Jamile M. Shammo, MD: That’s a good question. When you talk about anemia, at least there’s a little bit of objective measure if you have someone whose hemoglobin may become less than 10 g/dL. Maybe they’re heading toward transfusion dependency. That’s a little easier. You don’t want it to become transfusion dependent. If they are, you want to reverse that, although that becomes a little harder. When it comes to symptoms, that’s difficult. I have seen patients who have decent-sized and large spleens who have no symptoms, which is mind-boggling to me. I don’t understand how that happens. A lot of times, it may be that they changed their level of physical activity so that they could minimize their symptomatology. Be that as it may, what I do truly mirrors what I see with the NCCN [National Comprehensive Cancer Network] Guidelines. It’s typically either splenomegaly-related directed treatment or anemia-related directed management. That’s how I typically start treating my patients. You’re going to like this, Ruben. At baseline or even at the time of diagnosis, I will usually do my MPN10 [myeloproliferative neoplasm] Symptom Assessment Form. At the beginning, it may not be, but I will keep doing this until we understand the score. If that is truly getting worse, we might initiate treatment accordingly. It’s strictly by number when it comes to anemia or by symptoms if driven by splenomegaly.

Ruben Mesa, MD: Wonderful. Stephen, what are some of the risks associated with undertreatment of myelofibrosis?

Stephen Oh, MD, PhD: I would just start by echoing what Jamile said. It is somewhat surprising that patients’ perception of symptoms varies. Some have mild splenomegaly and are quite symptomatic from it. Others have what we would consider a pretty decent-sized spleen, and they don’t seem to be having symptoms. In my experience, 1 theme is that they grow accustomed to dealing with some of these issues, and if you do start them on treatment, they often say, “You know what? I realize I wasn’t actually feeling OK because now I feel better.” That gets to your question, Ruben: What are the dangers of undertreatment? It’s that these patients are actually suffering to some extent with symptoms that could be addressed earlier, but for some of the reasons we just outlined, they’re delaying the initiation of therapies that could help.

Other potential issues can occur. If there is that survival extension with extended treatment with ruxolitinib, when you delay treatments, you’re delaying or depriving that potential benefit. Second, if you want to extrapolate, you could argue, not without specific data, that earlier initiation of treatment could be even more beneficial. That’s speculative, but there is that possibility that delaying treatment is leaving patients at risk of not receiving that kind of benefit.

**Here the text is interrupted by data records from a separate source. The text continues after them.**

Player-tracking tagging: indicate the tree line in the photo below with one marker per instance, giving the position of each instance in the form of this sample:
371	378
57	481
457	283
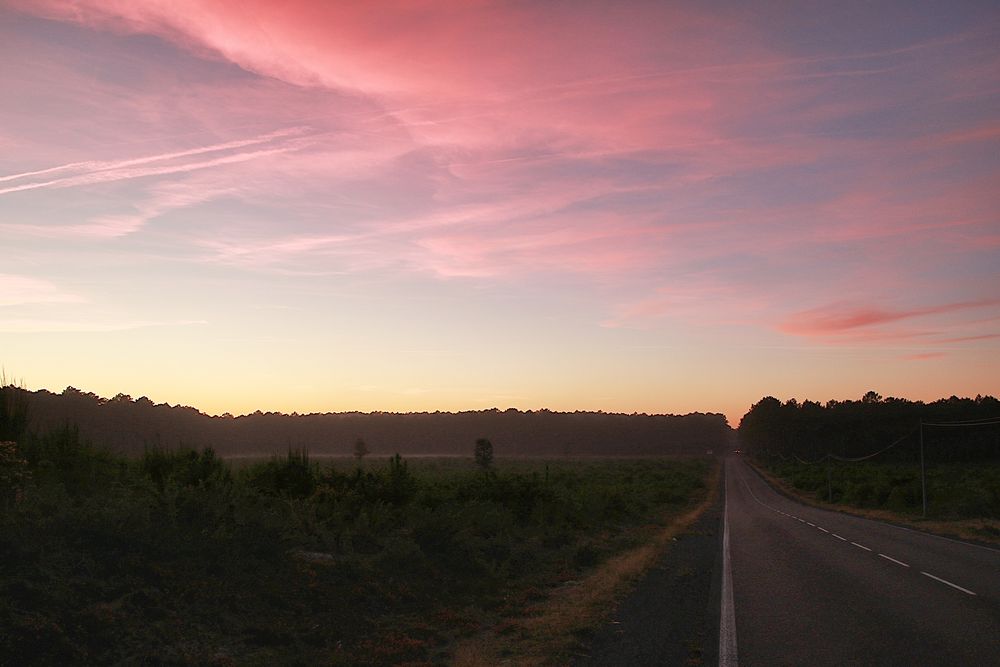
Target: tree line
131	426
856	428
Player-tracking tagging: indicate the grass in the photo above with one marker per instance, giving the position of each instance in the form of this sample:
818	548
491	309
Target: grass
550	632
180	558
963	498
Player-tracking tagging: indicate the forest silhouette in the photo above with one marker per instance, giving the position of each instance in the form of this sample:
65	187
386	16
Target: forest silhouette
130	426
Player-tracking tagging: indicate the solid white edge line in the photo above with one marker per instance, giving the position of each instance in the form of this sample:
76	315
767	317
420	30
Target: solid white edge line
898	562
884	523
943	581
727	614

Ruben Mesa, MD: Prithviraj, regarding the case that was presented, how does the spleen, symptoms, and age factor into your decision-making in terms of treating this patient? Your group presented some really intriguing data from the [The University of Texas] MD Anderson [Cancer Center], suggesting that over the last decade, survival in MF is longer and that is probably at least in part tied to exposure of ruxolitinib. Weaving that all together, how does that relate to this patient?

Prithviraj Bose, MD: Ruben, there are 2 slightly different paths you have to go down when you’re evaluating a patient with MF. The first is to assign risk, and you can use any of these models. I agree with Steve. I tend to use the MIPSS70+ [Mutation-Enhanced International Prognostic Scoring System] version 2.0. Thankfully, these are all on the web, and you can just punch the numbers in. That is to determine if they need transplant. Once that is done, we move into the sphere of what their clinical need is. As Jamile said, there’s a fairly clear demarcation between whether they need a JAK inhibitor or if they need anemia-directed therapy, while recognizing that there are patients who need both. The survival benefit of ruxolitinib is something that has been shown in the long-term analyses of the COMFORT trials. That is something important to consider. As Steve was saying, there is something to be said for earlier treatment. I always keep all those things in mind, but I try to look for a clinical indication for a JAK inhibitor. If that is there, I will definitely go with that, considering the improved survival.

This transcript has been edited for clarity.